Abuse exists in various forms, it can be verbal, physical or mental. Often, different forms of abuse overlap. Living in lockdown would be easy if our families were all perfect, but most of them aren’t. Often, abusers are people who live in our safe spaces and create trauma in our lives when we least expect it. Physical abuse in the house can lead to mental abuse at the same time. Since the teenager is financially dependent on the parent, he/she may not have any alternative but to deal with it during the lockdown.
The movie “Thappad” had a deep impact on society because it reflected on the plight of women who live with abusive men. While women who undergo abuse by men sympathize with other women, they do not sympathize with children at the same level in Indian society. Child abuse at home is not openly discussed in society. Even progressive parents do not apologize to children for hitting them, often claiming a right on their child (only if they were educated enough to know child rights), and claiming to do it for the betterment of the child.
Physical abuse leads to a reduction of self-confidence in children, and also makes children conscious about themselves leading to several insecurities and mental health issues in the long run. While many women discuss the mental health issues their patriarchal husbands caused in their lives, very few women are able to take ownership of the negative way in which they impacted their child’s mental health. According to “All about love” by Bell Hooks, the man has a toxic agency over the women in a patriarchal household, and a woman has a toxic agency over the children. There is no love in such families since the only desire among both parents is to dominate. The only form of communication is aggression, and this leads to lovelessness in most families.

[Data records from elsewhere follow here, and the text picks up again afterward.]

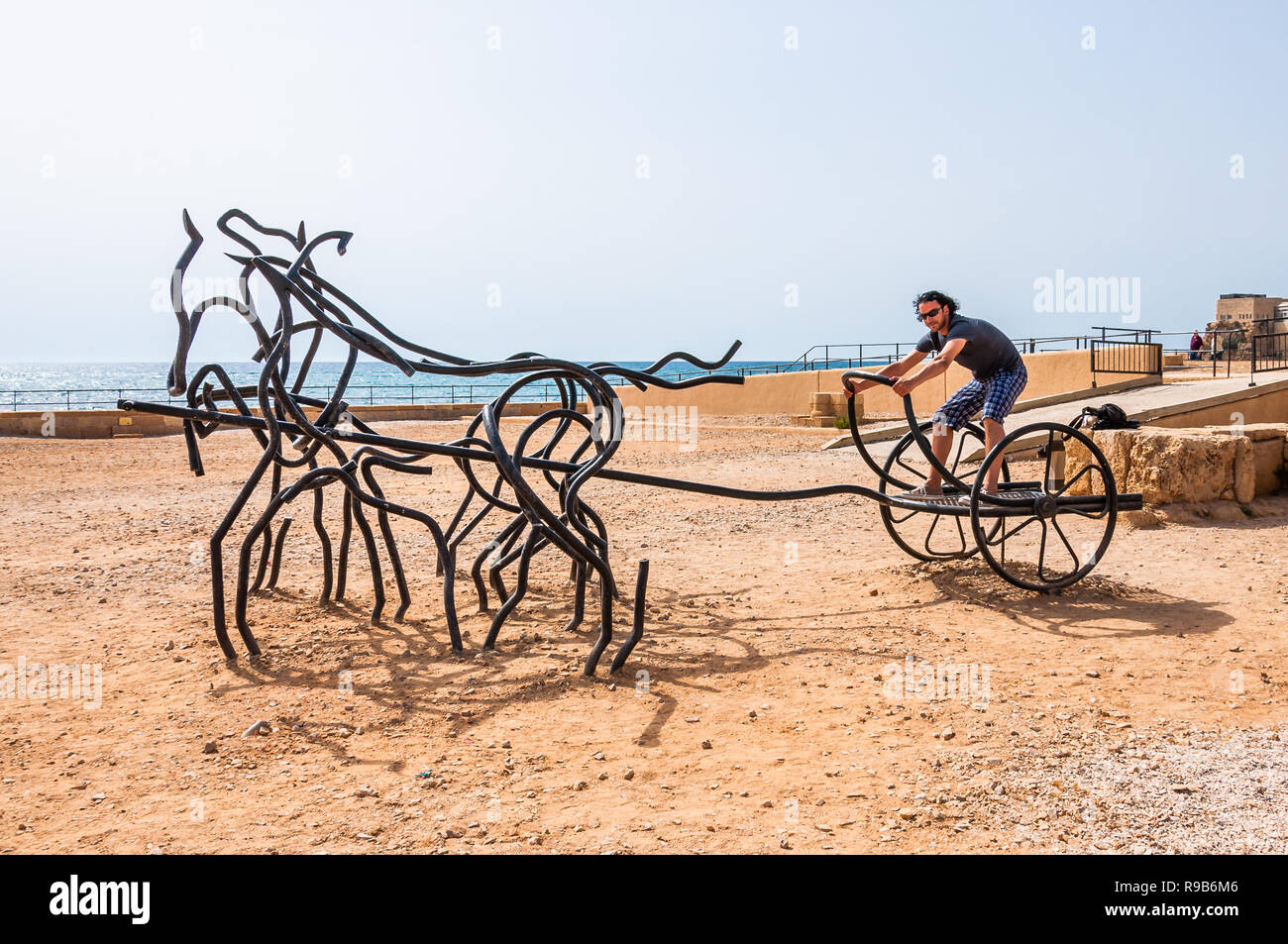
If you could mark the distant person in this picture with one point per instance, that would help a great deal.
(1233, 339)
(986, 352)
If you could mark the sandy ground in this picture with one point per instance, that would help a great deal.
(1137, 711)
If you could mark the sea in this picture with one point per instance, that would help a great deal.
(101, 385)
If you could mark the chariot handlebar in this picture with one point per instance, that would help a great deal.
(864, 374)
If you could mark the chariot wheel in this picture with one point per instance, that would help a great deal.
(925, 535)
(1052, 533)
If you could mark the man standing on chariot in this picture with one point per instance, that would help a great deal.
(986, 352)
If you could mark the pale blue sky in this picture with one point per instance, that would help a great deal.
(768, 166)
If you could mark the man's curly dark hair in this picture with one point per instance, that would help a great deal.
(939, 299)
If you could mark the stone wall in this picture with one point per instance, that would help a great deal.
(1192, 465)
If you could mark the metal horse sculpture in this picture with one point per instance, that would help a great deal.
(283, 412)
(322, 432)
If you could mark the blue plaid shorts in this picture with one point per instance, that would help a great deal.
(997, 395)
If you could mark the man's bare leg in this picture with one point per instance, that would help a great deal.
(940, 443)
(993, 434)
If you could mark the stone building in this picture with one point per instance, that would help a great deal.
(1241, 310)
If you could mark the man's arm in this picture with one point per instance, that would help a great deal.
(894, 369)
(906, 385)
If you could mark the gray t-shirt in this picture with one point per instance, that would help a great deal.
(987, 349)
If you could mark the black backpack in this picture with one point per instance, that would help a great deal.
(1106, 416)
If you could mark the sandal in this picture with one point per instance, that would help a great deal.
(921, 492)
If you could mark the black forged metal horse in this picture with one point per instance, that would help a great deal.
(572, 527)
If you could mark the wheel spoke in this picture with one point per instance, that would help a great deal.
(1082, 472)
(1042, 552)
(1014, 531)
(1068, 546)
(930, 532)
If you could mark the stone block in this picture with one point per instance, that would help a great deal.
(1190, 465)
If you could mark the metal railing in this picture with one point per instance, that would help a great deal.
(1269, 353)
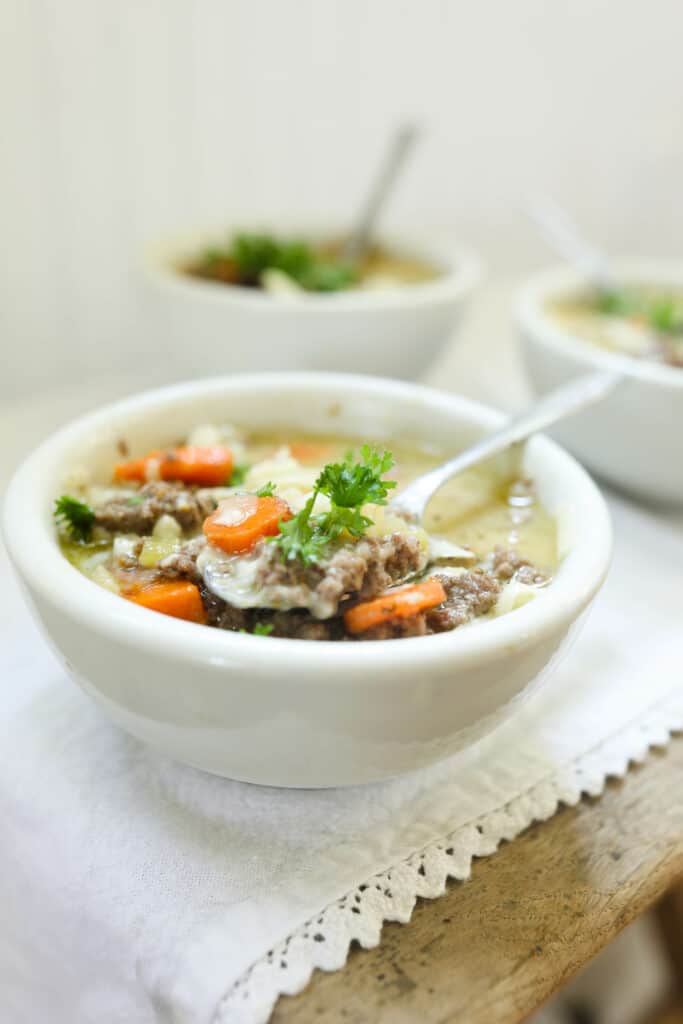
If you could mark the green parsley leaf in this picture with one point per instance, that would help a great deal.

When people don’t find love in their homes, they tend to find love elsewhere. However, in situations like lockdown, where the only people you can love are the people you live with, can be toxic because of the lovelessness and loneliness you feel. It is harder to stand up for oneself during the lockdown and fight situations which cause trauma. For overthinkers, distractions would help in keeping the mind off the trauma and not interacting with the person who caused it could be healing. However, during lockdown, there are no bars to drown sorrows, no malls to shop distractions at, no restaurants to escape sitting on the dinner table with abusers, no friends to make you forget the lovelessness which exists in life. Living with a toxic parent is even more toxic, even if it doesn’t lead to suicide, it sure kills a part of you which is fearless within.

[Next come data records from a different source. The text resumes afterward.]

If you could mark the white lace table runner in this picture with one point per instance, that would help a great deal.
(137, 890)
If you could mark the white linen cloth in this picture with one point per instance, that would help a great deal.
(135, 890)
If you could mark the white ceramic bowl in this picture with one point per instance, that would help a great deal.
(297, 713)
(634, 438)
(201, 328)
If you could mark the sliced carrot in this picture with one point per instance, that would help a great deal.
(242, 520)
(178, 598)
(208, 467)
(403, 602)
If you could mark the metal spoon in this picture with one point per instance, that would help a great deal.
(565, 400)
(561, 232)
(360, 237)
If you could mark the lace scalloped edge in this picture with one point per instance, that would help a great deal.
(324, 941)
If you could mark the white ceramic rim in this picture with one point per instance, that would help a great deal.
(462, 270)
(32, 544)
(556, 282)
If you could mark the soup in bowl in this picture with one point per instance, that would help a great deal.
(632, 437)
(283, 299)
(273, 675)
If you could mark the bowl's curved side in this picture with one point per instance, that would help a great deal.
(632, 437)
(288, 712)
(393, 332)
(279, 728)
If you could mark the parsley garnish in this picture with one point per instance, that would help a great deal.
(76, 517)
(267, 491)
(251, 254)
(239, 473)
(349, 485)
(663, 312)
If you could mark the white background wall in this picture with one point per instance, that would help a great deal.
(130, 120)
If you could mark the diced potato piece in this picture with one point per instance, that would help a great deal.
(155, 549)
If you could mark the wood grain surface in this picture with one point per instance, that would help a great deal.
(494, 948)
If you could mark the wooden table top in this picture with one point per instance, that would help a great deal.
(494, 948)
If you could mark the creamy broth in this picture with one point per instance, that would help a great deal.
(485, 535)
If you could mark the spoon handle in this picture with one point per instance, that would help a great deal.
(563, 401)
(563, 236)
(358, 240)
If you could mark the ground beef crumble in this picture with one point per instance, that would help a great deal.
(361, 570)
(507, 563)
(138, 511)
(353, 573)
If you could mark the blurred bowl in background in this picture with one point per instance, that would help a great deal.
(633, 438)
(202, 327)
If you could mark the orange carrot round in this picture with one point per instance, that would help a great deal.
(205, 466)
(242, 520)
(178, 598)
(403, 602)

Even families where children are blessed with a good education can be toxic. This turns the children cold and insensitive many times and impacts their ability to love in the future. Abused children often grow up believing that they are not deserving of love and this affects their image of themselves during relationships. Various children who were abused end up in toxic relationships because they do not know any other kind of love since childhood. Even during the lockdown, girls are more vulnerable than boys for abuse. Boys who have already developed an independent mindset are often feared by their parents of abandonment, however, parents often exploit the societal expectations and oppressions on girls, and abuse them further. In Indian families, the agency which a parent has on a girl child is much more than that on a boy child, leading to higher levels of abuse among girl children.
Low levels of education and toxic societal ideas about child-rearing are the prime cause of abuse. Many parents who are merely frustrated by the lockdown take it out on their kids. Parents who need help must seek out therapists instead of using their children as punching bags to release their frustration. If any child undergoes abuse, they must reach out to someone from their extended family and speak to them about it. For anyone who needs to hear this – no one in this world has a right to raise their hand on you, no matter how old you are. Do reach out to someone. To parents who are abusive – you are doing a grave injustice to your kids in the long term.